A non-empty array A consisting of N integers is given. A pair of integers (P, Q), such that 0 ≤ P < Q < N, is called a slice of array A (notice that the slice contains at least two elements). The average of a slice (P, Q) is the sum of A[P] + A[P + 1] + ... + A[Q] divided by the length of the slice. To be precise, the average equals (A[P] + A[P + 1] + ... + A[Q]) / (Q − P + 1).

For example, array A such that:

A[0] = 4 A[1] = 2 A[2] = 2 A[3] = 5 A[4] = 1 A[5] = 5 A[6] = 8

contains the following example slices:

• slice (1, 2), whose average is (2 + 2) / 2 = 2;
• slice (3, 4), whose average is (5 + 1) / 2 = 3;
• slice (1, 4), whose average is (2 + 2 + 5 + 1) / 4 = 2.5.

The goal is to find the starting position of a slice whose average is minimal.

Write a function:

class Solution { public int solution(int[] A); }

that, given a non-empty array A consisting of N integers, returns the starting position of the slice with the minimal average. If there is more than one slice with a minimal average, you should return the smallest starting position of such a slice.
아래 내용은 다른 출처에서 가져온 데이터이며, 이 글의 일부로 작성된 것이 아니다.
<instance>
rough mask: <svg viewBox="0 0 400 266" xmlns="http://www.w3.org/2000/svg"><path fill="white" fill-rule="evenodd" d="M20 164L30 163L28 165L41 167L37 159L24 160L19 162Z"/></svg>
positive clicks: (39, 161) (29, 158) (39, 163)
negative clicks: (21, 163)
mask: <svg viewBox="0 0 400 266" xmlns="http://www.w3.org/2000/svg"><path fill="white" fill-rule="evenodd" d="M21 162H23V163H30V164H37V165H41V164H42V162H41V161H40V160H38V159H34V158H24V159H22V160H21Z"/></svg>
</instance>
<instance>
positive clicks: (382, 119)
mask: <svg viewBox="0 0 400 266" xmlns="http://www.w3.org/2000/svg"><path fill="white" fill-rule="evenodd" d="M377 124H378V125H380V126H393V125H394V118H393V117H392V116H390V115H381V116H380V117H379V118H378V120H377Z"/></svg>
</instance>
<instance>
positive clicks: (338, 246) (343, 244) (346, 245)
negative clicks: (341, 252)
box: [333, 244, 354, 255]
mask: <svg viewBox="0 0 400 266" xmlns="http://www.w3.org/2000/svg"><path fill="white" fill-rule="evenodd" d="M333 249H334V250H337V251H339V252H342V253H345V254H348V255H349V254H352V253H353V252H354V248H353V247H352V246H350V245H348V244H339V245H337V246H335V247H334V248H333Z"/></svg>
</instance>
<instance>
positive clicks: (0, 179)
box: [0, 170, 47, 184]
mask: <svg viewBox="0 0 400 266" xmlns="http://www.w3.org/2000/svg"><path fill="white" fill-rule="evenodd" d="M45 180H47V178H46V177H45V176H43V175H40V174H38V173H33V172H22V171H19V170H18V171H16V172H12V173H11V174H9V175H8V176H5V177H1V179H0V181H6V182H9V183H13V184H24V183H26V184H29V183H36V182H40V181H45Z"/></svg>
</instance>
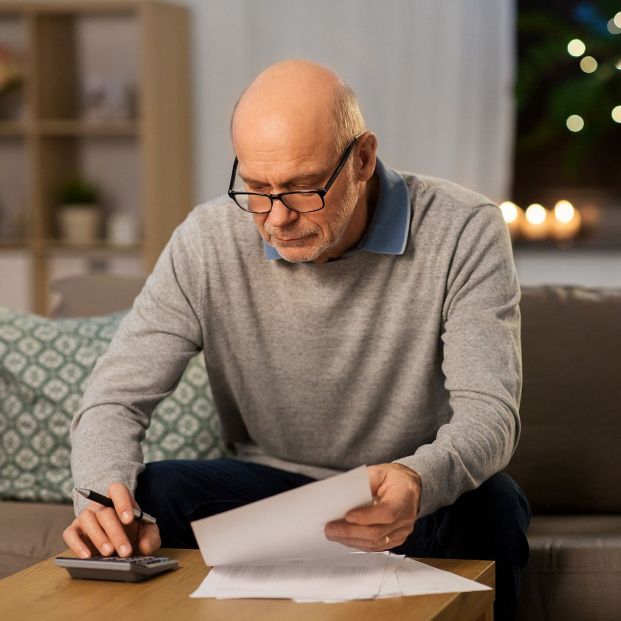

For example, given array A such that:

A[0] = 4 A[1] = 2 A[2] = 2 A[3] = 5 A[4] = 1 A[5] = 5 A[6] = 8

the function should return 1, as explained above.

Write an efficient algorithm for the following assumptions:

• N is an integer within the range [2..100,000];
• each element of array A is an integer within the range [−10,000..10,000].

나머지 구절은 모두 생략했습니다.